Who this kind of outage hits, and how they usually find out
If you build on Supabase, your app or your automations talk to it constantly. A database that goes quiet for five days is not a blip. It is a week of broken signups, failed reads, stalled workflows, and confused customers. Most operators find out the wrong way: a user emails to say something is broken, or a client asks why their report is empty, or a payment flow silently fails and nobody notices until the money does not arrive. The tool itself rarely sends you a plain message saying “I am having trouble.” You are expected to be watching.
Why this is especially rough if you are not an engineer
There is no error on your screen. Your n8n workflow does not send you a message saying it stopped. Your app just quietly does less than it should. The first signal is often a frustrated customer, and by the time you get that message the problem has been running for hours. You then have to figure out whether the issue is your code, your workflow logic, your hosting, or the tool underneath all of it. Without knowing Supabase was already having trouble, you can spend a long time looking in the wrong place.
Timeline
- June 30, 2026 at 22:23 UTC - Supabase’s own status page showed a bigger problem beginning.
- About five days of disruption - the problem persisted through the first week of July.
- July 6, 2026 at 16:37 UTC - Supabase marked the outage resolved.

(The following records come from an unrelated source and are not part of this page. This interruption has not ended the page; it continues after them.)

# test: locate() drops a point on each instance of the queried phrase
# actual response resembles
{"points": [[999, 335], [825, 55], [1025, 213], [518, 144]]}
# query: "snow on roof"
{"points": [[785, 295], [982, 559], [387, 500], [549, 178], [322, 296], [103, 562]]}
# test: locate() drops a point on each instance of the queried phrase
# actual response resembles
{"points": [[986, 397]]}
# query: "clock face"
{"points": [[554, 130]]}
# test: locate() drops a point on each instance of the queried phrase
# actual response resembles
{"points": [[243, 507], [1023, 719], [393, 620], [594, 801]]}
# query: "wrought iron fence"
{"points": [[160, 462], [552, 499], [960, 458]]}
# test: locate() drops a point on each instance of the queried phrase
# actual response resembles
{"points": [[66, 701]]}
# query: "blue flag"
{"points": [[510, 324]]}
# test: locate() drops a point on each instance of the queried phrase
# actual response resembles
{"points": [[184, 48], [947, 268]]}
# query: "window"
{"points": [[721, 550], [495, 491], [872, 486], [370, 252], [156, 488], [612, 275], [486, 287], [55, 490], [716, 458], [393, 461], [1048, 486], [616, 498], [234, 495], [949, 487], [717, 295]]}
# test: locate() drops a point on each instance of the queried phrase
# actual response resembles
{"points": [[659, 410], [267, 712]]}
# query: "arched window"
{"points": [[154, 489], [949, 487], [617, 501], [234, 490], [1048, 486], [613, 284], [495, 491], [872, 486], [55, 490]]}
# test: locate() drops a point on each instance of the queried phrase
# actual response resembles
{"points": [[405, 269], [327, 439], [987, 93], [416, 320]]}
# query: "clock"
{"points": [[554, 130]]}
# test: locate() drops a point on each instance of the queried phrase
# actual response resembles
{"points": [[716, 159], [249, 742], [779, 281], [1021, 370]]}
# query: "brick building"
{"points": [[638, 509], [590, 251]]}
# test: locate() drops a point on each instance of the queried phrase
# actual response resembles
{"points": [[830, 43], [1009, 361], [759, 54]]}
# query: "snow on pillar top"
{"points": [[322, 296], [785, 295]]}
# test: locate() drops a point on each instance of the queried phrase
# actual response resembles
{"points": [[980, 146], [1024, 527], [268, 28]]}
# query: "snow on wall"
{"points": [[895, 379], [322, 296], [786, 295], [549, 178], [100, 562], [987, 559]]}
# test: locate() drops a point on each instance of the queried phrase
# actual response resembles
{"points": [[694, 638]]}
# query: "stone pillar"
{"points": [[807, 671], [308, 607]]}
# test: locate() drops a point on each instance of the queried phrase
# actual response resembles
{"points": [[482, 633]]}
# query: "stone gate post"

How a watcher catches this before your users do
NoCrash reads Supabase’s public status page once every minute. The moment that page flips from working to having trouble, NoCrash sends you a plain-language message, in one place, alongside everything else you build on. You do not have to be watching the status page yourself. You do not have to wait for a customer to tell you.
It also watches the things you ship. If you have n8n workflows, NoCrash watches them through your API token. If you have an app, you can give it a URL or drop in a small JS snippet, and it watches that too. So if Supabase recovers but your own workflow is still stalled, that surfaces as well.
To be clear about what this is: NoCrash reads the tool’s own public report. It does not find the outage before Supabase reports it. What it does is make sure you hear about it within a minute of Supabase’s own report, in plain English, without you having to check anything yourself.